June 30, 2003
Estimating Pitch Counts
Filling the Gaps in Historical and Minor League ResultsPitching is a significant part of the success of a baseball team. Additionally, finding good pitchers and keeping them healthy is a goal of any successful organization--even the Brewers and Devil Rays. Research on the impact of pitchers' workload on health may rely on game-by-game pitch counts to measure the pitcher's workload. However, pitch counts by start are not readily available for the minor leagues or for major league seasons before 1994. Using Sean Forman's database of over 30,000 major league starts from the 1994-2000 seasons, we have constructed a model to estimate the number of pitches made in each start.
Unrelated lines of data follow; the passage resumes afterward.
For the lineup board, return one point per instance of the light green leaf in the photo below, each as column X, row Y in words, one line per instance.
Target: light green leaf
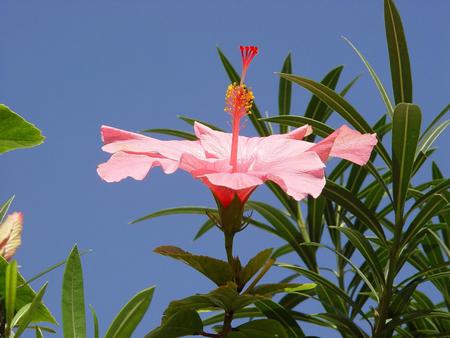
column 216, row 270
column 131, row 315
column 376, row 79
column 398, row 54
column 254, row 265
column 95, row 321
column 73, row 309
column 16, row 132
column 25, row 295
column 192, row 121
column 29, row 314
column 405, row 135
column 276, row 312
column 431, row 136
column 182, row 323
column 341, row 106
column 285, row 91
column 4, row 208
column 261, row 328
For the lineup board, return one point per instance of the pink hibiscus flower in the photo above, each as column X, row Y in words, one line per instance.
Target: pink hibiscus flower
column 232, row 165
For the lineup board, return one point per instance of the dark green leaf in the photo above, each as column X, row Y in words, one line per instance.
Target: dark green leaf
column 29, row 315
column 73, row 309
column 341, row 106
column 261, row 328
column 405, row 134
column 16, row 132
column 398, row 54
column 254, row 265
column 345, row 198
column 376, row 79
column 192, row 121
column 276, row 312
column 131, row 315
column 216, row 270
column 95, row 322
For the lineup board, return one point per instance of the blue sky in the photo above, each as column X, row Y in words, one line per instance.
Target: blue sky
column 70, row 67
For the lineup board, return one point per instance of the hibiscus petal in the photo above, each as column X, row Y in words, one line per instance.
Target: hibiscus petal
column 122, row 165
column 348, row 144
column 10, row 234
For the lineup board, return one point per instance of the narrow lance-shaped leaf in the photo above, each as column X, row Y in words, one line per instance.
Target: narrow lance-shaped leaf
column 398, row 54
column 285, row 92
column 405, row 135
column 131, row 315
column 341, row 106
column 16, row 132
column 27, row 317
column 376, row 79
column 73, row 309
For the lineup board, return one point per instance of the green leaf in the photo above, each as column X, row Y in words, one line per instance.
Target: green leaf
column 29, row 315
column 261, row 328
column 255, row 115
column 216, row 270
column 344, row 324
column 25, row 295
column 317, row 109
column 285, row 90
column 182, row 323
column 192, row 121
column 341, row 106
column 254, row 265
column 365, row 248
column 441, row 187
column 405, row 135
column 435, row 204
column 268, row 290
column 224, row 297
column 175, row 211
column 16, row 132
column 345, row 198
column 172, row 132
column 398, row 54
column 95, row 322
column 131, row 315
column 10, row 293
column 436, row 120
column 208, row 225
column 4, row 208
column 73, row 309
column 284, row 229
column 276, row 312
column 319, row 128
column 431, row 136
column 376, row 79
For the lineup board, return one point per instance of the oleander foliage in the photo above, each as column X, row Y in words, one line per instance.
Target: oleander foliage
column 389, row 232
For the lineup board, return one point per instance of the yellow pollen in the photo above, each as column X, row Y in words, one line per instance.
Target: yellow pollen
column 238, row 100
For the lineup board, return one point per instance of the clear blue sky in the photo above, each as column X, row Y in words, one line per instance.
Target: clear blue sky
column 71, row 66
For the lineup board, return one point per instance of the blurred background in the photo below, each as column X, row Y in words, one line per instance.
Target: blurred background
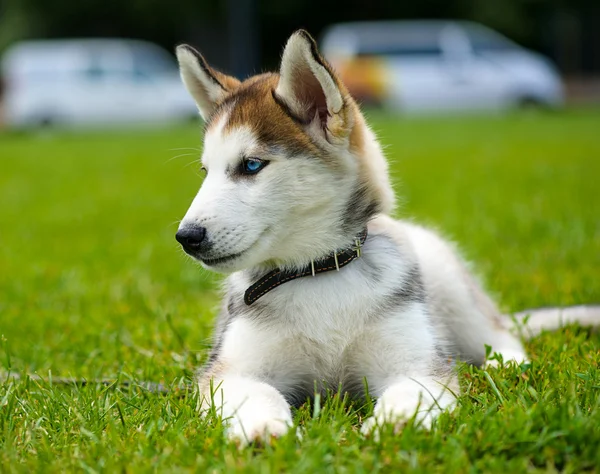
column 483, row 54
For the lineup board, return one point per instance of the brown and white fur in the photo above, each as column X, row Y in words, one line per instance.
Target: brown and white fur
column 396, row 317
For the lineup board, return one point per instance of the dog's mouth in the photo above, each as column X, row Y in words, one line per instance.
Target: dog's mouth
column 220, row 261
column 214, row 262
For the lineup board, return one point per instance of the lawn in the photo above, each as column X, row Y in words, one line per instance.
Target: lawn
column 93, row 285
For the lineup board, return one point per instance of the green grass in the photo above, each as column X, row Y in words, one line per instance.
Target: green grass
column 93, row 284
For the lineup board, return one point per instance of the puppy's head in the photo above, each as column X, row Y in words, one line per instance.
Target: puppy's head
column 292, row 170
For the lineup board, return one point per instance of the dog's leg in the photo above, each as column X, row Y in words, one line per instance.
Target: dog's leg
column 252, row 410
column 423, row 397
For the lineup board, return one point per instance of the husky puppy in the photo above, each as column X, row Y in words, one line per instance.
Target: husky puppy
column 325, row 289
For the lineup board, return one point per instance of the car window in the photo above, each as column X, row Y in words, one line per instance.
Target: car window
column 149, row 62
column 483, row 40
column 402, row 50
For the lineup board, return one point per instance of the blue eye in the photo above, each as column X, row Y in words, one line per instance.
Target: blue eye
column 252, row 165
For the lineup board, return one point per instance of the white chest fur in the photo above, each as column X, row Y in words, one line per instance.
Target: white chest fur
column 317, row 328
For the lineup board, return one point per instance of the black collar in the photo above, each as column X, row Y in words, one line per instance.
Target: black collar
column 333, row 261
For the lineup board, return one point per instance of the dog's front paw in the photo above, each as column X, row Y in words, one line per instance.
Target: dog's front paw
column 257, row 428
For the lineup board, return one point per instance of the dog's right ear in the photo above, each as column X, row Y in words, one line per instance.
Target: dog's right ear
column 206, row 85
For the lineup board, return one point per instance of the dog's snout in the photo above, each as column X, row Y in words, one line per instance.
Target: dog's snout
column 191, row 238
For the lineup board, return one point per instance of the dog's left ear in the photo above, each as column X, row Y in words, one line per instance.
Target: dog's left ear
column 206, row 85
column 309, row 87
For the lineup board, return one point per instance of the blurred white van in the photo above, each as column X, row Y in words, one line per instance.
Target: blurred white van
column 439, row 65
column 91, row 81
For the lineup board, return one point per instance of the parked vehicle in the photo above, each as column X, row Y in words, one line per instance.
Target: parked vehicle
column 439, row 65
column 91, row 81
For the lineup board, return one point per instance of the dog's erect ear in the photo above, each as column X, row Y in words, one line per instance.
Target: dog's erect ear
column 206, row 85
column 308, row 85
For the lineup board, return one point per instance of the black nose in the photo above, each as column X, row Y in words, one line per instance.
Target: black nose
column 191, row 238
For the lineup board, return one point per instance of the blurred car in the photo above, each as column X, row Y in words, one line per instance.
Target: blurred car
column 91, row 81
column 439, row 65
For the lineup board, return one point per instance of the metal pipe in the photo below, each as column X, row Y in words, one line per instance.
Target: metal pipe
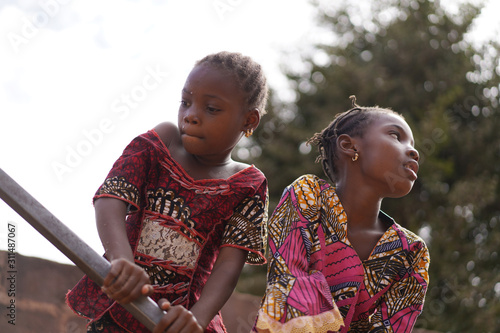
column 90, row 262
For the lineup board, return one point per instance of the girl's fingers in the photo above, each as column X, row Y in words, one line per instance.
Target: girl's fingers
column 164, row 304
column 147, row 290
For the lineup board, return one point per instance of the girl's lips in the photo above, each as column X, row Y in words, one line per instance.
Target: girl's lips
column 412, row 166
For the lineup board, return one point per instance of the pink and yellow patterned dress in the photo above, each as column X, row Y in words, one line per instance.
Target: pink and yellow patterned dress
column 176, row 226
column 317, row 283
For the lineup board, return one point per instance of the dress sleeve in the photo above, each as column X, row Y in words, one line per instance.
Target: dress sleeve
column 297, row 297
column 246, row 230
column 404, row 301
column 127, row 177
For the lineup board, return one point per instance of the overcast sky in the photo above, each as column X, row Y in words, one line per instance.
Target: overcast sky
column 80, row 79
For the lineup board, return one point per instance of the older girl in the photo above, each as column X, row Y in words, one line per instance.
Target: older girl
column 338, row 263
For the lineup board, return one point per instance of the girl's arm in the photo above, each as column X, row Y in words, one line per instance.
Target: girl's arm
column 403, row 302
column 125, row 280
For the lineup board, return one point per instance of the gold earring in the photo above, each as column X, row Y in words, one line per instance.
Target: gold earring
column 248, row 132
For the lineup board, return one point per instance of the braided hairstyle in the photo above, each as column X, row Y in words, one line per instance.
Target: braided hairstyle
column 248, row 74
column 353, row 123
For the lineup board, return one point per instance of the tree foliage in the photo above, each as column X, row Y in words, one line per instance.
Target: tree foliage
column 411, row 56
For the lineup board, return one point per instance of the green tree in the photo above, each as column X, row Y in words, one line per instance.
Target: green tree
column 412, row 56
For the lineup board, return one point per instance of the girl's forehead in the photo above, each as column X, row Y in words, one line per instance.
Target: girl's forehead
column 384, row 120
Using data commonly available in newspaper box scores, e.g., innings pitched, hits, runs allowed, earned runs allowed, walks, and strikeouts, we can derive estimated pitch counts. In addition, we will look at how the designated hitter impacts pitch counts.
The Raw Data
The distribution of actual pitch counts is skewed slightly to the left, as shown by these selected percentiles of the actual distribution of pitch counts for the 1994-2000 seasons:
Actual Distribution of Pitch Counts Minimum 1 Maximum 168 01-%ile 36 99-%ile 135 05-%ile 58 95-%ile 125 10-%ile 70 90-%ile 120 25-%ile 85 75-%ile 110 Median 98
Most of the time, the pitcher is pitching deeper into games, and throwing more pitches, because he is having a very good outing. Since the very good outings are far outweighed by the poor ones, we would expect a greater number of starts with fewer pitches thrown, and that's what we are seeing from the data. The goal of the model, then, is to both explain the variations in game-by-game pitch counts (i.e., achieve a high R2), and to accurately model this distribution.
A Linear Model
The first model will be a simple linear regression. This will determine how much our dependent variable, number of pitches per start, is impacted by each of the following independent variables:
Number of pitches thrown should increase directly as a function of number of batters faced; therefore, three of the independent variables reflect batters faced. A batter can be put out and recorded as one-third of an IP, get a hit, or be walked. The batter can also reach base via a hit by pitch, catcher's interference, or an error. Hit by pitch information is not always available, and catcher's interference is rare, so we'll equate those with error in our regression equation. Data pertaining to reaching base on errors is not always available, but we may be able to gain insight into those effects in another way, through unearned runs.
The Runs Allowed and Earned Runs Allowed variables are both present in common newspaper box scores. However, these variables are so highly correlated (0.94 in the data set) that we can't assume they are truly separate independent variables, so we can only use one in our equation. (For you statheads out there, it's an issue of multi-collinearity.)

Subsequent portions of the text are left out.